Mr. Loungani said the fiscal situation in Grenada is challenging.
Extraordinary reconstruction expenditures need to be undertaken nut, at the
same time, the revenue base has eroded and the high public debt level limits
additional government borrowing. Mr. Loungani
continued that, despite generous assistance from the international community
and sustained efforts to reduce non-essential expenditures, the government was
not able to close financing gaps for 2004 and could not fully service its debt
obligations. The report added that the 2005
financing gap is 4.6 percent of GDP, including almost 2 percent of GDP in
overdue payments to creditors from last year. Beyond 2005, financing gaps are
expected to widen to between 12-15 percent of GDP despite an anticipated
recovery in revenues, in large part because reconstruction expenditures remain
high and grant commitments are expected to fall off sharply.
The IMF team official said that despite the downturn the economy is expected
to rebound next year after sluggish growth in 2005. The IMF projects growth of
only about 1 percent this year, as conditions in the agricultural sector
remain depressed and the recovery in tourism is not yet enough to supplement
the stimulus from the reconstruction boom.
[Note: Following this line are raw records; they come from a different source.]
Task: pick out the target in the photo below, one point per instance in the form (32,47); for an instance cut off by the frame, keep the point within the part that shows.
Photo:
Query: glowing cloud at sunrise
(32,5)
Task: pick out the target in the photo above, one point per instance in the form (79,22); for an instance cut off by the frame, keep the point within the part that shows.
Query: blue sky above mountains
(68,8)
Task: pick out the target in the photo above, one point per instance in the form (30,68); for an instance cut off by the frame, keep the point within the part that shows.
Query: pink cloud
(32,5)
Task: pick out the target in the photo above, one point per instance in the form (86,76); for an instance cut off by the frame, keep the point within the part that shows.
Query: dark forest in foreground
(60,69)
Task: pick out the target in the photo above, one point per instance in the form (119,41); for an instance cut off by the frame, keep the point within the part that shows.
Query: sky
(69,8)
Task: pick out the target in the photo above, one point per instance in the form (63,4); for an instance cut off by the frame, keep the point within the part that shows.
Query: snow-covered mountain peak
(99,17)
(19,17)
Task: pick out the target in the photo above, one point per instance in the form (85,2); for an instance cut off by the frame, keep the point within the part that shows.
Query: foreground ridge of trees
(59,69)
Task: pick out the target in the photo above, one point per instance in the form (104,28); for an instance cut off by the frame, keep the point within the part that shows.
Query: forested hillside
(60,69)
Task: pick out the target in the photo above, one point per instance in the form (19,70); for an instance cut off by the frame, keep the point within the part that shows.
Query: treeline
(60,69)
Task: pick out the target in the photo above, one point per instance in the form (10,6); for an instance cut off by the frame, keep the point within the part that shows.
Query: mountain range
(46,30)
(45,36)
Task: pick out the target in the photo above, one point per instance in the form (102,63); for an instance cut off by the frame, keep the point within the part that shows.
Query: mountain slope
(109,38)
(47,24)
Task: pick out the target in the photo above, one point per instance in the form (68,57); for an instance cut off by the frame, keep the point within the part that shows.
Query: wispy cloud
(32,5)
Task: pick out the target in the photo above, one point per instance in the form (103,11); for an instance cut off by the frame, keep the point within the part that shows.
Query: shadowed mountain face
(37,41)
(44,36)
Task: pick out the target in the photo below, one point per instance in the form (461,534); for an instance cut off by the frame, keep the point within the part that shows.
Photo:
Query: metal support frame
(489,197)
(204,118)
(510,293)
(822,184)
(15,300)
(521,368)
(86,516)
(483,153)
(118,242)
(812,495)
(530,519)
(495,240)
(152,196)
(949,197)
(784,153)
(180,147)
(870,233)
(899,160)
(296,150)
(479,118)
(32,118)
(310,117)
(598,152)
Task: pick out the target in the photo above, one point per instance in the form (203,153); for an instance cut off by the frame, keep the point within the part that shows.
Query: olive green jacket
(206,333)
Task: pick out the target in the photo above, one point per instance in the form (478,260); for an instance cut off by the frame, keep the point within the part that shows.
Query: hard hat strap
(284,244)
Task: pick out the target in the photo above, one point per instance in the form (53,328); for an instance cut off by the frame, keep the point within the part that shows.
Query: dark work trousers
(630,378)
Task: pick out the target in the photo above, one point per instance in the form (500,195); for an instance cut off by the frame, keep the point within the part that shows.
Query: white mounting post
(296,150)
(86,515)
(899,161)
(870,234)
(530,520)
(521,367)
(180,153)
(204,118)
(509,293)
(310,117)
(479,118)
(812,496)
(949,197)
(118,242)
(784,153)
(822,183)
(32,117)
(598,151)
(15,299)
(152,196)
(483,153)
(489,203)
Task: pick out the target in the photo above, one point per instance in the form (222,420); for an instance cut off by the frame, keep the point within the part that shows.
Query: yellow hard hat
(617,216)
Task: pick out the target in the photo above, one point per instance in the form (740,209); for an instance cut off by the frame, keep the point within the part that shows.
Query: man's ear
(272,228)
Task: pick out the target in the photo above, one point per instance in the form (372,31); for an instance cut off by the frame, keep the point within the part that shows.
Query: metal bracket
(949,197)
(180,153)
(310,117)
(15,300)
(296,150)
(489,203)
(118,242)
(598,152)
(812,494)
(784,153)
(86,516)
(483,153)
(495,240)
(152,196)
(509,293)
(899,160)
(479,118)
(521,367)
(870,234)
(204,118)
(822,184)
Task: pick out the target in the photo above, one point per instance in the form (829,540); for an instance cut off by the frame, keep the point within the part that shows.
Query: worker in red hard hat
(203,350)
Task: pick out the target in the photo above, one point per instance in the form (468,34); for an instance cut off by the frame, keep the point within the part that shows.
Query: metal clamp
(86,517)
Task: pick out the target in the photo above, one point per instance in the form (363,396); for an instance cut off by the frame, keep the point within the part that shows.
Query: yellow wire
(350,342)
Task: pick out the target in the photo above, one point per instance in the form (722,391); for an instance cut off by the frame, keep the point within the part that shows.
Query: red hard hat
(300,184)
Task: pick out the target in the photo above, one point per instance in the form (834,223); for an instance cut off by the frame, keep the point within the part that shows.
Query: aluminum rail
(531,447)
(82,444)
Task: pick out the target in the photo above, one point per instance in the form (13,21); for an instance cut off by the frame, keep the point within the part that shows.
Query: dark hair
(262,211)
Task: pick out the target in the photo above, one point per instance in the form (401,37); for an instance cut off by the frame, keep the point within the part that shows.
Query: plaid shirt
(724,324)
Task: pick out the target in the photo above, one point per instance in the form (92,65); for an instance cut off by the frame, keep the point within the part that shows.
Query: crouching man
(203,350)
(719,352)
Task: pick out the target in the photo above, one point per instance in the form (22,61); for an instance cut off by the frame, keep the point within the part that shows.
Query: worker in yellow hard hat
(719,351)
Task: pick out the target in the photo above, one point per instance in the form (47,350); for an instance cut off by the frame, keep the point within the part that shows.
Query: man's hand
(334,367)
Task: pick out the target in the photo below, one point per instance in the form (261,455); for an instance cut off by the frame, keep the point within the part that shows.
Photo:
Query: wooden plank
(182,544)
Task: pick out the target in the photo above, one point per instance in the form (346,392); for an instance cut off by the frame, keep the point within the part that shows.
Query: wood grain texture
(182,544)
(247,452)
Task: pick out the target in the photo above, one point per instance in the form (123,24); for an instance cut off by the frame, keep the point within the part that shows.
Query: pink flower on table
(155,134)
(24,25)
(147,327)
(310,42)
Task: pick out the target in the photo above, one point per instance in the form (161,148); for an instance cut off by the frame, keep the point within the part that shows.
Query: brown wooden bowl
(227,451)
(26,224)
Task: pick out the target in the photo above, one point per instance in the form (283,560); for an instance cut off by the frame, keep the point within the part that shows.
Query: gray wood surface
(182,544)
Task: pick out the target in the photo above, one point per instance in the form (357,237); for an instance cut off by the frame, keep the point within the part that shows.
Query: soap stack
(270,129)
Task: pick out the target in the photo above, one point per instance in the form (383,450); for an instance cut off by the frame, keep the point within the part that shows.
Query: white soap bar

“Further fiscal measures will be needed to fill financing gaps in 2006-10. The
mission recommends that the authorities devise a medium-term macroeconomic
framework, with fiscal targets for the next 3-5 years that would be based on a
broad consensus and approved by parliament. Such a plan could be built around
a menu of growth and fiscal measures, many of which are already on the agenda
of the authorities,” Mr. Loungani said.